In granting the motion, the magistrate judge concluded Blue Giant had shown good cause for its requested protective order, but the magistrate judge cautioned Blue Giant to make all designations in good faith and noted Mr. Siegel retained the ability to challenge any designation. Discovery remained open for another two and a half years. Mr. Siegel never challenged any documents as being improperly designated as confidential under the protective order. Nor did he assert the protective order impeded his ability to respond to Blue Giant's motion for summary judgment. Indeed, Mr. Siegel seems to object to the protective order because it limits his ability to share information with plaintiffs in similar cases, not because it impacted his ability to litigate his case. We see no abuse of discretion in the magistrate judge's decision to enter the court's standard protective order.

III. Conclusion

For the foregoing reasons, we affirm the district court's judgment.


1.   After Mr. Siegel filed his complaint, Compsource Mutual Insurance Company (Compsource), Omni's workers’ compensation carrier, filed a complaint in intervention. Compsource asserted it had a subrogation interest in the action because Mr. Siegel had elected to receive workers’ compensation benefits.

2.   Mr.

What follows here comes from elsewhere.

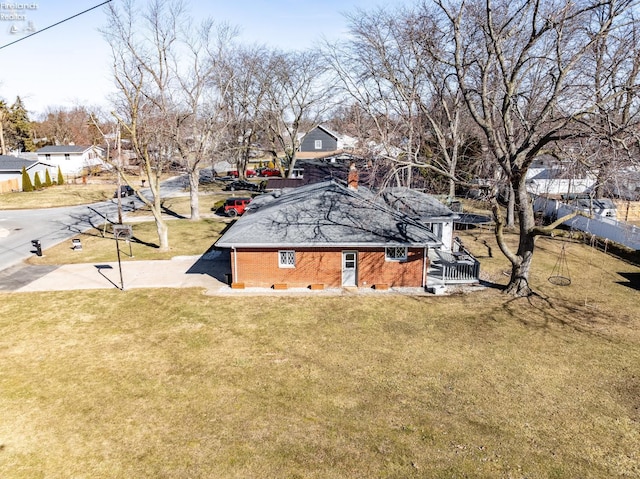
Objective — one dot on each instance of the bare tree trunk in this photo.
(511, 208)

Siegel filed a notice of appeal from the district court's judgment, which was assigned case number 18-5113. A few months later, the district court entered another judgment in favor of Blue Giant and against Compsource because “Compsource's claim is derivative of [Mr. Siegel's] product liability claim.” Aplt. App., Vol. III at 199. Mr. Siegel and Compsource's appeals from the second judgment were assigned case numbers 19-5007 and 19-5008, respectively.

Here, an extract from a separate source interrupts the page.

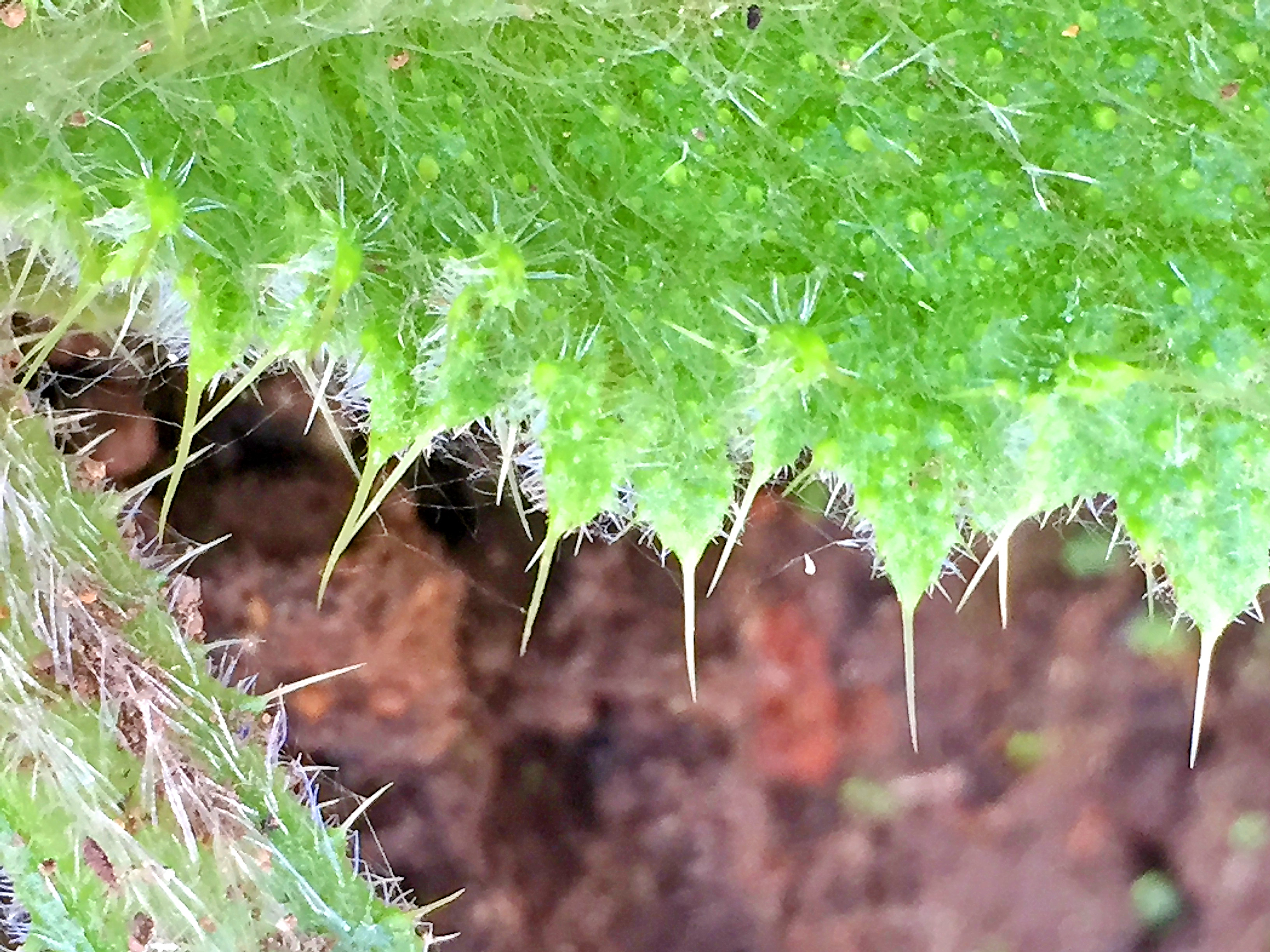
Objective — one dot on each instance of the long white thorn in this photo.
(689, 564)
(907, 614)
(1207, 645)
(756, 483)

3.   We will follow the appellants’ practice of referring solely to Mr. Siegel for purposes of discussing the claims and arguments in this case. See Aplt. Opening Br. at 7 (“CompSource's claim is derivative of Siegel's. Accordingly, reference herein to Siegel's claim includes that of CompSource.” (citation omitted)).

4.   Because the admissibility of expert testimony involves a two-part test, see Nacchio, 555 F.3d at 1241, the district court could have stopped after it determined Dr. Block was not qualified at the first step of the test, see, e.g., Conroy, 707 F.3d at 1168 (“The district court excluded the testimony of [the proffered expert] at the first step of the two-part test, finding her to be unqualified.”). But the district court continued to the second step and further determined Dr. Block's opinions were unreliable. See Aplt. App., Vol. III at 182-86. Mr. Siegel has also failed to show the district court abused its discretion in its reliability determination.